Gedacht war ifay.de so: Nutzer registrieren sich, legen ein Profil an und nehmen in mehr oder weniger regelmäßigen Abständen an Umfragen teil. Das Ausfüllen der Fragebögen wird vergütet, und bei Erreichen einer bestimmten Summe kann der Nutzer
sich die erzielten Vergütungen aufs eigene Girokonto überweisen lassen. Und woher wäre das ganze schöne Geld gekommen? Natürlich von den Kunden von ifay.de aus handel und Industrie. Genauer gesagt: Von Unternehmen, die gern ein bisschen besser Bescheid wissen, wer sich für ihre Waren oder Dienstleistungen interessieren könnte, bevor sie Lieschen Müller und Otto Normalverbraucher auf Verdacht und Geratewohl ihre teuren Flyer, Kataloge und anderes Papier in den Briefkasten stopfen.
Ich habe mich seinerzeit, lang ist’s her, auch bei ifay registriert. Ich habe sogar an ein paar Umfragen teilgenommen, und ein, zwei Mal sind mir sogar Vergütungen auf meinem Online-Konto gutgeschrieben worden. Wenn ich mich recht erinnere, betrug die Höhe der Gesamtsumme auch nach Jahr und Tag ungefähr 60 Cent (mittlerweile bezahlte man Blumenpostkarten, Drucke von Rosina Wachtmeister und andere Güter des täglichen Bedarfs nicht mehr mit DM, sondern mit dem Euro). Das Ende vom Lied: Eine Auszahlung habe ich von ifay.de nie erhalten, und wahrscheinlich stehe ich mit dieser Erfahrung nicht allein da.
Was mit meinen Daten geschehen ist? Ich habe keine Ahnung.

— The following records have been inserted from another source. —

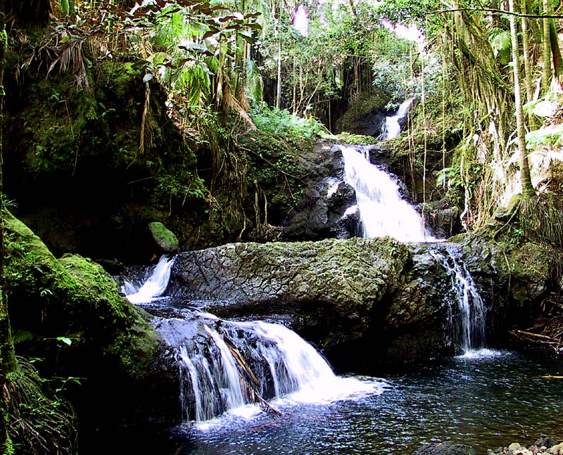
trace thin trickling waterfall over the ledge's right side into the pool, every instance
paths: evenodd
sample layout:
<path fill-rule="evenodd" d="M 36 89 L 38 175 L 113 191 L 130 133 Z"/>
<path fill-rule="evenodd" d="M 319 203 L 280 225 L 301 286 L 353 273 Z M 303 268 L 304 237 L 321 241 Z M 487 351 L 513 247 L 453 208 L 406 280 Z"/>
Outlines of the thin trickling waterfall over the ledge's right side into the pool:
<path fill-rule="evenodd" d="M 459 315 L 454 317 L 450 305 L 449 323 L 453 329 L 456 346 L 464 354 L 485 346 L 485 306 L 476 289 L 466 264 L 459 258 L 454 245 L 446 245 L 444 252 L 434 250 L 431 254 L 443 265 L 451 278 L 452 290 Z"/>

Lange Zeit tat sich auf der Website ifay.de nichts mehr, auf das Erscheinen neuer Fragebögen in meinem Nutzerkonto wartete ich vergeblich, und irgendwann gab es ifay.de nicht mehr – ein Schicksal, das ifay.de nicht nur mit der Site talk-on.de teilt, die ein paar ehemalige Ciao.com-Mitarbeiter eine Weile lang betrieben und die dann, ebenfalls sang- und klanglos, eines Tages plötzlich Geschichte war – Beiträge von Mitgliedern, avisierte und nie ausgezahlte Vergütungen und Mitgliedsdaten inklusive.